Fae aside, most don't just toy with mortals, don't have 10k years of lawyer school unless its a lawyer archdevil. Often, you're just a spark of potential, a useful tool, a neat little champion on the material plane or a pawn in a long game of chess. Needless antagonism is needless.
5E will tell you that it doesn't matter.
Warlocks don't need to heed their patron, Clerics have no reason to bear tribute or reverence to their god. It's just a pile of options and spells.
5E players I mean.
Yeah a lot of players are very averse to the actual roleplay stuff connected to the classes.
It's too bad in the case of the warlocks. There are great opportunities for it baked into the premise of the class.

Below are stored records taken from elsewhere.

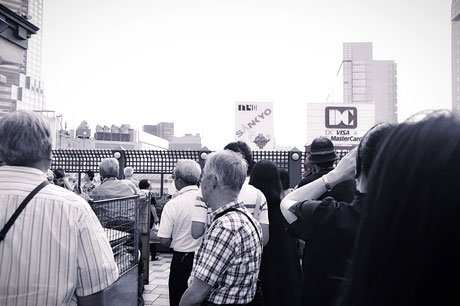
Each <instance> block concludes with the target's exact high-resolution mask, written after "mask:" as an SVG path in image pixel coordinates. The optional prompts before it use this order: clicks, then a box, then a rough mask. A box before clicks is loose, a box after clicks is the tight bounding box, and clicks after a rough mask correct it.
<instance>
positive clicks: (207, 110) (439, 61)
mask: <svg viewBox="0 0 460 306" xmlns="http://www.w3.org/2000/svg"><path fill="white" fill-rule="evenodd" d="M450 5H451V1H450V0H417V1H416V0H386V1H382V0H328V1H324V0H252V1H251V0H247V1H244V0H223V1H222V0H207V1H205V0H130V1H122V0H78V1H76V0H72V1H70V0H44V20H43V27H42V31H43V53H42V79H43V81H44V82H45V95H46V96H47V103H48V107H47V108H48V109H52V110H56V112H57V114H61V113H62V114H63V119H64V121H65V122H68V128H69V129H75V128H76V127H77V126H78V125H79V123H80V122H81V121H82V120H86V121H88V123H89V125H90V127H91V128H92V129H93V131H94V128H95V126H96V124H99V125H108V126H110V125H112V124H115V125H121V124H122V123H128V124H131V127H134V128H137V129H140V128H141V127H142V125H144V124H157V123H159V122H161V121H166V122H174V123H175V134H176V136H182V135H183V134H185V133H193V134H195V133H200V134H201V135H202V136H203V138H202V144H203V145H205V146H207V147H208V148H210V149H212V150H217V149H222V148H223V146H224V145H225V144H226V143H228V142H229V141H233V140H234V135H235V119H234V107H235V102H265V101H271V102H273V108H274V110H273V119H274V136H275V141H276V144H277V145H278V146H288V147H289V146H296V147H297V148H299V149H302V148H303V146H304V145H305V142H306V125H307V124H306V120H307V117H306V109H307V106H306V105H307V103H311V102H326V101H329V102H333V101H336V102H341V101H342V86H341V83H342V72H341V73H340V74H339V75H338V76H337V71H338V69H339V66H340V63H341V61H342V44H343V43H344V42H362V41H371V42H373V44H374V45H373V50H374V59H376V60H394V61H395V62H396V63H397V65H398V108H399V114H398V117H399V120H400V121H401V120H404V119H405V118H407V117H408V116H410V115H412V114H413V113H415V112H417V111H420V110H424V109H427V108H448V109H450V108H451V103H452V102H451V101H452V98H451V96H452V95H451V22H450ZM328 97H329V98H328Z"/></svg>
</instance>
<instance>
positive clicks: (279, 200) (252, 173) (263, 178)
mask: <svg viewBox="0 0 460 306" xmlns="http://www.w3.org/2000/svg"><path fill="white" fill-rule="evenodd" d="M249 184H251V185H253V186H254V187H256V188H257V189H259V190H260V191H262V193H263V194H264V195H265V197H266V198H267V201H268V202H276V201H278V204H279V201H280V199H281V198H280V195H281V190H282V189H281V188H282V187H281V180H280V175H279V171H278V168H277V167H276V165H275V164H274V163H273V162H272V161H270V160H266V159H264V160H261V161H258V162H257V163H256V164H255V165H254V167H253V169H252V173H251V177H250V178H249Z"/></svg>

Not him but often people just get shafted for trying to even remotely engage in that stuff, kinda like trying to write a happy family backstory. The GM almost always without a single second of hesitation ruins that, and the warlock players often get fricking shafted if the GM suddenly decides that no, your contract was not friendly or in good will and you will never make a good impression with your patron and they'll abuse you every second day because they are just *that* bored and no, you aren't smart enough to find a loophole in any way shape form aspiration or even aesthetic.

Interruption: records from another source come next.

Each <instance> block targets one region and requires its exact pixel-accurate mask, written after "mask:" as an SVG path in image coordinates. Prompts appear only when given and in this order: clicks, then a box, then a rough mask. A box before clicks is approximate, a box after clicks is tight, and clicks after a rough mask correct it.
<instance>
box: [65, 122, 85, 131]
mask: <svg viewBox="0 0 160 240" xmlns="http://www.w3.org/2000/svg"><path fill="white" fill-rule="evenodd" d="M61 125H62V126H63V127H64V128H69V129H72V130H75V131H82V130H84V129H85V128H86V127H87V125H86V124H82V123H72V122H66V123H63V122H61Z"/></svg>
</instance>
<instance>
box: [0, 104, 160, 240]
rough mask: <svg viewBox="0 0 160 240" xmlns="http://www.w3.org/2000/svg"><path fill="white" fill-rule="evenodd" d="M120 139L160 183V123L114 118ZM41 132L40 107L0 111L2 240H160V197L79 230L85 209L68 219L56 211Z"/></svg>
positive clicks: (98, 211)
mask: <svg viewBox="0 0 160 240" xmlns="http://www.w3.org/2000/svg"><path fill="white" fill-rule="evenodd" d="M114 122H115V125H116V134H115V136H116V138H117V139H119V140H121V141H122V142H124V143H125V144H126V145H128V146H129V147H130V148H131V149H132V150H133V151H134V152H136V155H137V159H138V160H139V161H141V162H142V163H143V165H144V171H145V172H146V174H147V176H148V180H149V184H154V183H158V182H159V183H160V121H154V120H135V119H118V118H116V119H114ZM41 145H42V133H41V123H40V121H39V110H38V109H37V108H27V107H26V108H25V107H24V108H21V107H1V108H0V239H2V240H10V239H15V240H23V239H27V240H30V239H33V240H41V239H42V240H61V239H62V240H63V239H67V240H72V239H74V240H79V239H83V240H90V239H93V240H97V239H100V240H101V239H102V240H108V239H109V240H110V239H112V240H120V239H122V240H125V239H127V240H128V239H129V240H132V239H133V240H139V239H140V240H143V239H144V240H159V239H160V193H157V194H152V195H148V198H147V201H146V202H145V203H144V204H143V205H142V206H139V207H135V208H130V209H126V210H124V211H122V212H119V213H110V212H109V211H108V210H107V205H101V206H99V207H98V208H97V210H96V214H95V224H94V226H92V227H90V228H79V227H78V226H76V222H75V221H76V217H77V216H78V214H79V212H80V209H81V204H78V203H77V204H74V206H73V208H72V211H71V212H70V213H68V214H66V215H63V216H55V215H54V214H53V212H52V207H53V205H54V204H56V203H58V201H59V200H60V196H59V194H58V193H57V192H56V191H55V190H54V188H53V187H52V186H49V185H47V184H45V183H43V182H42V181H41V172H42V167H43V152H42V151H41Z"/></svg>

It gets very dull to be the only one in the game that gets personally fricked for picking the arguably second worst class since monk.
I had a whole thing planned for my favorite current player's ridiculous Barbarian/Warlock that I allowed to come back from the dead once other characters passed my new character level-penalty guideline under the condition that he change patrons to the Undead one - and his patron was secretly Vecna (pre-return). After consistently refusing to follow his instructions correctly, I planted a secret circumstance on him. One hinging on his proven sword-collecting and stubborn-raging qualities. All he had to do was stand mano-e-mano with Zuggtmoy long enough to get one crit on her but he was less than initially aggressive enough and/or wasn't lucky enough in the four shots he did manage to take.
So the moral of the story is that Patron RP is shit because players can't be predicted, maybe especially so for the type of players who want to play Warlocks in the first place.
A warlock's power is not part of an ongoing arrangement, but payment for services rendered. It's possible that the services desired were rendered by a parent or ancestor, or even unstated that they were unstated and the warlock's power was given with no formal contract as an apparent gift. However, nowhere in Complete Arcane is the warlock stipulated with rules for falling from grace as a paladin, or enforced servitude as a mounteback, so it's very clear that warlock's power cannot be taken back by a creature dissatisfied with the choices the warlock makes.
Warlocks can make pacts with Angels though.